Durch Drogen, falsche Versprechungen oder Misshandlungen gefügig gemacht und durch die Grausamkeiten des Krieges abgestumpft, sind die langfristigen Folgen für das physische wie psychische Wohl der Kinder verheerend, ihre Wiedereingliederung in die Gesellschaft äußerst schwierig.

Kindersoldaten werden zudem generell von ihren Vorgesetzten für weniger wertvoll als normale Einheiten betrachtet und oft für besonders gefährliche Aufträge verwendet. Schätzungsweise ein Drittel aller Kindersoldaten sind Mädchen, die neben ihren Aufgaben als Soldat häufig sexueller Gewalt ausgesetzt sind.

Zwar gibt es erste Erfolge im Kampf gegen den Einsatz von Kindern und Jugendlichen als Soldaten, wie zum Beispiel die Verfolgung der Rekrutierung von Kindern vor dem Internationalen Strafgerichtshof in Den Haag. Aber die schiere Anzahl an Betroffenen macht deutlich, wie groß das Problem nach wie vor ist.

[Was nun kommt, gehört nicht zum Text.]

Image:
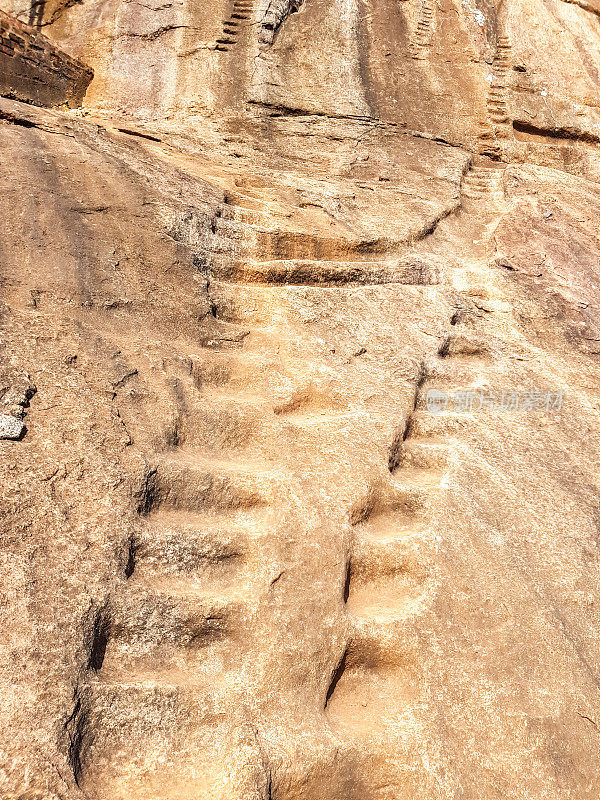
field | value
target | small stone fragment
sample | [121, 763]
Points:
[10, 427]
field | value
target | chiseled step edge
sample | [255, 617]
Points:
[424, 453]
[183, 542]
[309, 272]
[387, 641]
[446, 423]
[186, 479]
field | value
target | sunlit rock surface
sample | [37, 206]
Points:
[300, 317]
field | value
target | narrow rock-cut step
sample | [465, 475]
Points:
[153, 631]
[155, 741]
[425, 453]
[385, 599]
[241, 14]
[312, 272]
[186, 479]
[485, 180]
[422, 37]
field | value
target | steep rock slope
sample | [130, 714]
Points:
[275, 527]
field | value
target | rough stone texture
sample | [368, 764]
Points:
[33, 71]
[245, 555]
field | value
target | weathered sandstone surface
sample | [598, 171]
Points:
[244, 557]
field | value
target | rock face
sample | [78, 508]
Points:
[302, 308]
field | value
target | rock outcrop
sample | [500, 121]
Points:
[33, 71]
[300, 319]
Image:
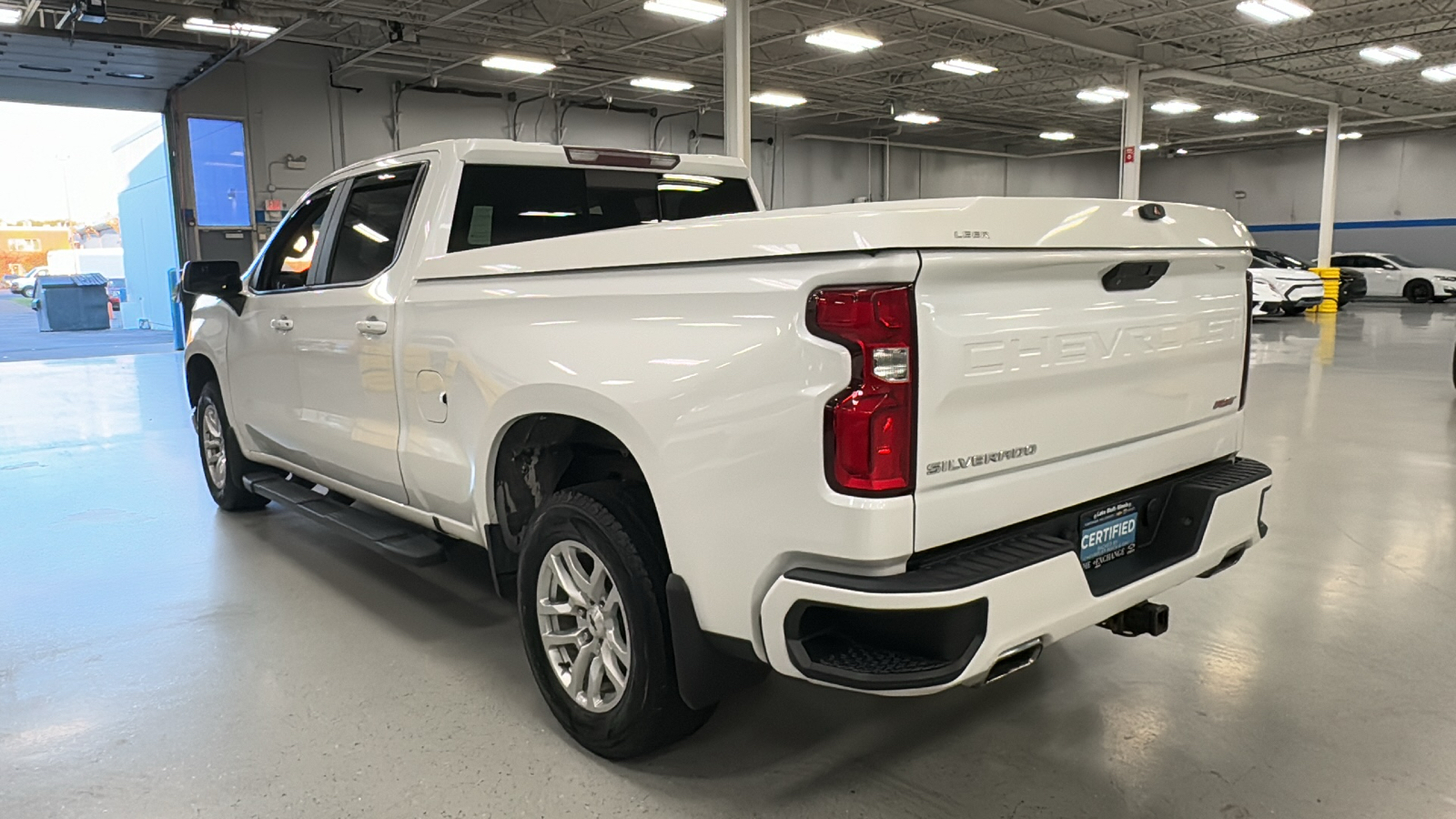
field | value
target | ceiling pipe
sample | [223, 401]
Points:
[946, 149]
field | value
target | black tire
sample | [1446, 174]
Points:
[618, 525]
[228, 487]
[1420, 292]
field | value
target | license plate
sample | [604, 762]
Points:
[1108, 533]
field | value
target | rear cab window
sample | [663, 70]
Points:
[502, 205]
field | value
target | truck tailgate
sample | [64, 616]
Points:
[1028, 359]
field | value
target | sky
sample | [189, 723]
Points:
[58, 162]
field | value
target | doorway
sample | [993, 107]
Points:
[86, 205]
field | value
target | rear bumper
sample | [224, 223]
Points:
[957, 610]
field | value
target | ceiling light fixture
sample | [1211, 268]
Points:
[778, 99]
[1390, 55]
[251, 31]
[1101, 95]
[842, 41]
[963, 67]
[917, 118]
[517, 65]
[1441, 73]
[659, 84]
[1274, 11]
[1176, 106]
[688, 9]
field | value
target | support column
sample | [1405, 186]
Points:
[1327, 188]
[1132, 157]
[737, 116]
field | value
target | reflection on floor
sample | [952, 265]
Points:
[160, 659]
[21, 339]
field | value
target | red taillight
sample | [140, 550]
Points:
[870, 436]
[621, 157]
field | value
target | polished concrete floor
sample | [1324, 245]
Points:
[159, 659]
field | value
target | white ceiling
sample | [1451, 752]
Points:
[1045, 50]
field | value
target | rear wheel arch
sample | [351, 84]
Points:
[545, 452]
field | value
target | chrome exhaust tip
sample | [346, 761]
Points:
[1016, 659]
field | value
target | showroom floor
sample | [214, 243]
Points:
[160, 659]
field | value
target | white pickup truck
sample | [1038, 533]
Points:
[888, 448]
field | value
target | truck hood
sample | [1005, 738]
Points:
[956, 223]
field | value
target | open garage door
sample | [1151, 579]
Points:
[57, 69]
[94, 196]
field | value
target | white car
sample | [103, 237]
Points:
[25, 285]
[1267, 300]
[1285, 290]
[1388, 274]
[890, 448]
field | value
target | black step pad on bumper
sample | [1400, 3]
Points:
[1184, 499]
[397, 540]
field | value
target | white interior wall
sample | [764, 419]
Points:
[284, 95]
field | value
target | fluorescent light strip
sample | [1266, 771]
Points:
[1441, 73]
[963, 67]
[1176, 106]
[778, 99]
[230, 29]
[842, 41]
[1101, 95]
[688, 9]
[659, 84]
[917, 118]
[1390, 55]
[517, 65]
[1274, 11]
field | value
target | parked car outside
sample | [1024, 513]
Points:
[1388, 274]
[25, 285]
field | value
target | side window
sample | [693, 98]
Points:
[371, 225]
[290, 252]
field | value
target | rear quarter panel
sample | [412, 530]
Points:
[705, 372]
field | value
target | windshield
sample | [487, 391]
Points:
[501, 205]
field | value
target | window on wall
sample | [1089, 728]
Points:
[218, 172]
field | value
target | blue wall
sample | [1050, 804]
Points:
[147, 223]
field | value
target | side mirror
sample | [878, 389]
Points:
[218, 278]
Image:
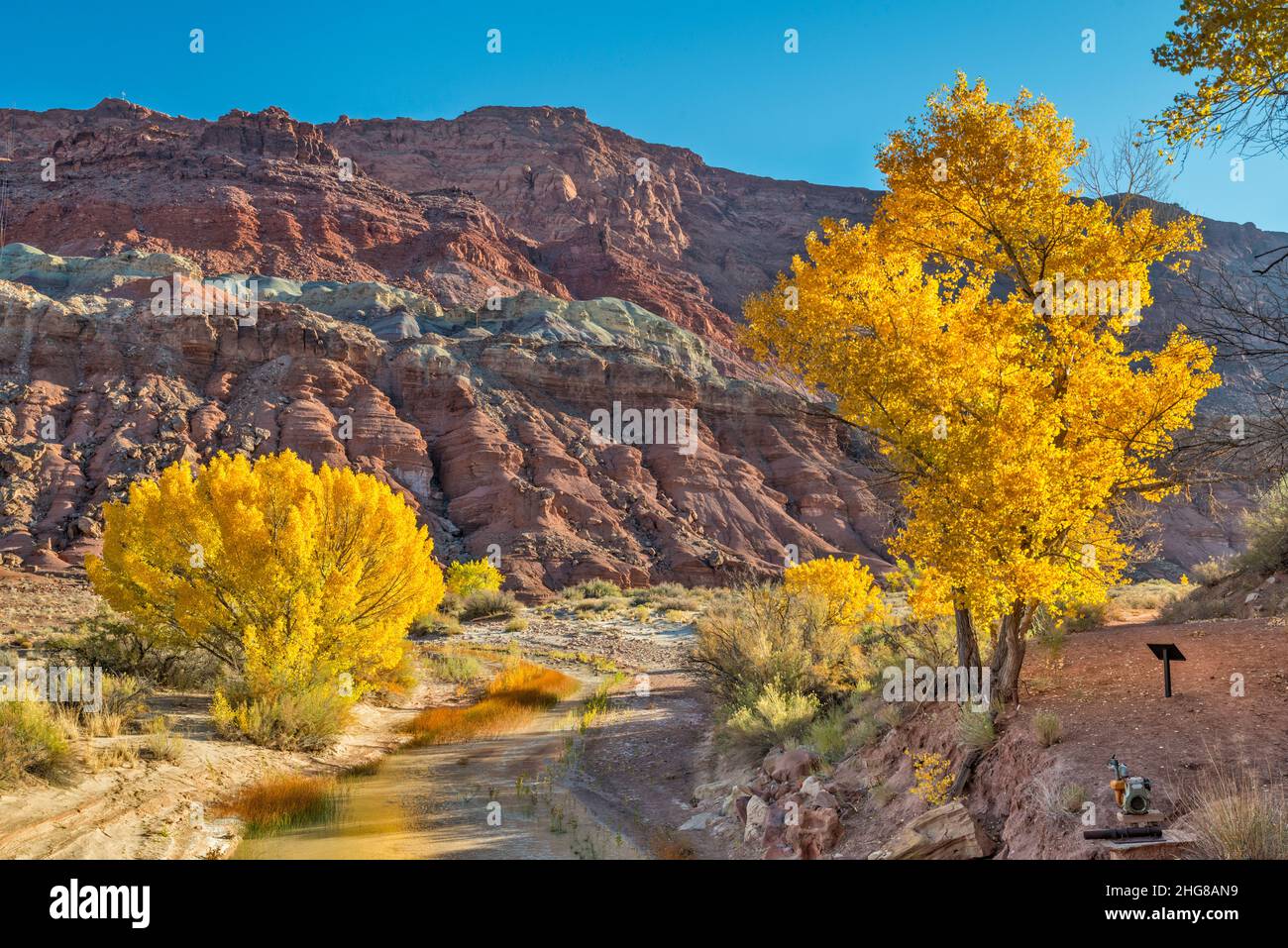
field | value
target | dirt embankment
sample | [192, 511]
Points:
[1229, 710]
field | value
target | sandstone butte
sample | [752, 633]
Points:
[374, 292]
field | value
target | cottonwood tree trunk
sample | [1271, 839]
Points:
[967, 642]
[1009, 653]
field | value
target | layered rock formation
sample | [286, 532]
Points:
[482, 421]
[376, 249]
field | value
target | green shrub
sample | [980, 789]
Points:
[436, 623]
[828, 734]
[308, 720]
[471, 576]
[490, 604]
[1145, 596]
[124, 700]
[1266, 530]
[866, 732]
[890, 715]
[591, 588]
[162, 743]
[1046, 728]
[774, 716]
[1210, 572]
[116, 647]
[33, 742]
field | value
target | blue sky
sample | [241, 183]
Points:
[708, 76]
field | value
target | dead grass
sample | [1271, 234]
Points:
[665, 843]
[513, 698]
[1234, 815]
[281, 802]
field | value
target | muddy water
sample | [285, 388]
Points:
[494, 798]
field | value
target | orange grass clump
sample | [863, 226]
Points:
[283, 801]
[514, 697]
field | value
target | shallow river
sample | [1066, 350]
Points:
[488, 798]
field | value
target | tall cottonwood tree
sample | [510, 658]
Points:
[1237, 52]
[978, 329]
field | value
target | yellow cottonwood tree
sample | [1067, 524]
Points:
[283, 574]
[978, 329]
[845, 584]
[1237, 52]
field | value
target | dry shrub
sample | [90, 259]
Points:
[281, 802]
[511, 699]
[774, 717]
[1234, 815]
[769, 636]
[33, 742]
[488, 604]
[665, 843]
[307, 720]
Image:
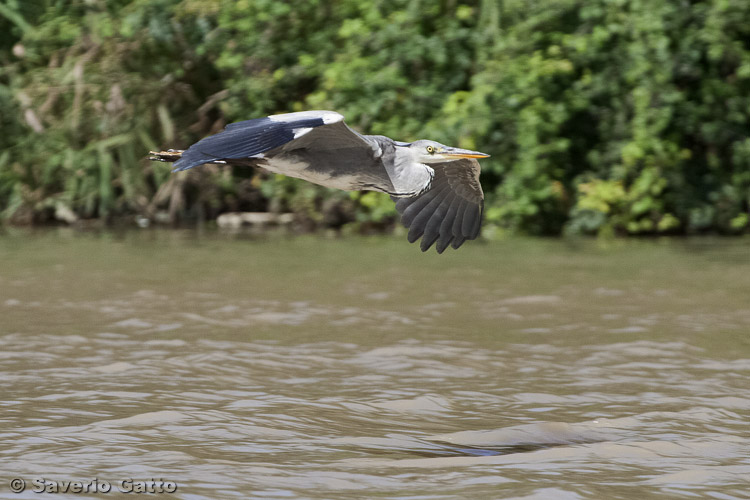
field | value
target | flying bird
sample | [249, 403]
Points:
[436, 187]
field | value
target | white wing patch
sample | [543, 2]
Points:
[299, 132]
[328, 117]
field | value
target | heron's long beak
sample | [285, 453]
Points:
[463, 153]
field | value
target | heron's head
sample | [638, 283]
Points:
[433, 152]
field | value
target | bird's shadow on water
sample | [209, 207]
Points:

Aus diesem Grund wollen die Organisatoren des Red Hand Day – unter anderem terre des hommes, die Kindernothilfe oder Human Rights Watch – Jahr für Jahr am 12. Februar die öffentliche Aufmerksamkeit auf das Thema lenken. Dazu werden auf der ganzen Welt rote Handabdrücke gesammelt, die dann im öffentlichkeitswirksamen Rahmen an Entscheidungsträger aus der Politik übergeben werden. Auf diese Weise sind bis heute bereits mehr als 365.000 Handabdrücke zusammengekommen.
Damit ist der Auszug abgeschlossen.